La machine des finances, telle que je la conçois, est une machine simple qu’on a inutilement compliquée, faute de la bien connoître. En me bornant à l’envisager du côté des principes, je n’avois donc que la matiere d’un fort petit ouvrage.

D’ailleurs, quiconque a, sur les différentes branches dont est composée la finance, quelques notions un peu justes, n’aura pas de peine à se convaincre, que de toutes les parties de l’administration, c’est celle qui fournit le plus à l’action & le moins aux préceptes.

D’un principe posé, je n’ai tiré, ni toutes les conséquences possibles, ni toutes les conséquences intermédiaire qui lioient la mienne à ce principe. J’ai fait ce qu’on est forcé de faire, quand on remonte à la nature des choses, pour fonder des régles générales par une suite de raisonnemens enchaînés de près les uns aux autres : j’ai donné moins à lire qu’à penser.

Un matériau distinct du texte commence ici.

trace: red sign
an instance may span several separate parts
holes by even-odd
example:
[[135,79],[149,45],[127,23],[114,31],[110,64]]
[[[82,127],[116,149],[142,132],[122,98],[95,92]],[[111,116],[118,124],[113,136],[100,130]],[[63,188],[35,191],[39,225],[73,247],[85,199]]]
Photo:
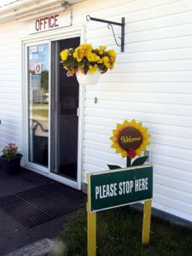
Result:
[[30,24],[29,30],[30,34],[34,34],[69,26],[72,26],[71,10],[39,17]]
[[58,21],[59,15],[44,17],[38,19],[35,21],[36,32],[41,32],[50,28],[56,28],[59,26]]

On verra que mon but a été de perfectionner des plans connus, & non de créer des systèmes.

Que dans les matieres de pure spéculation, la théorie s’exerce à produire d’ingénieuses nouveautés, ses écarts mêmes peuvent servir indirectement à hâter les progrès de l’esprit humain vers les connoissances utiles. Mais en fait d’administration, tout doit se plier aux loix de la pratique, qui ne veut que des plans, & rejette ce qui ne peut s’assujettir à la marche ordinaire de ses opérations.

Le systême de finance le mieux imaginé, n’est donc en soi qu’une belle chimère ; s’il n’est étayé d’un plan démontré praticable en tout point, jamais Ministre sage n’osera le risquer. Tout systême sans plan doit être à ses yeux, ce qu’est à ceux du calculateur exact, résultat d’une addition composée. Ce résultat peut être bon, mais il ne l’admet comme tel, qu’après avoir vérifié par la soustraction la justesse de son premier calcul.

À l’égard du style, j’ai tâché de l’assortir à la gravité du sujet ; je n’ai sacrifié le mérite d’être précis, que quand il a fallu chercher le mérite encore plus grand d’être clair.

Je crois n’avoir dit que très-peu de choses neuves : mais si des vérités déja connues tirent de nouveaux degrés de force & de lumiere, soit de l’ordre dans lequel je les rassemble, soit des applications que j’en fais ; si en convenant de la justesse des principes en eux-mêmes, les Lecteurs éclairés & sans passions, (les seuls pour qui j’écris) découvrent encore dans les conséquences exprimées ou sous-entendues qui en dérivent, la réponse à toutes les objections que je n’aurois pû me faire, sans sortir des bornes que je m’étois prescrites ; l’ouvrage aura rempli mes vues & passé de beaucoup mes espérances.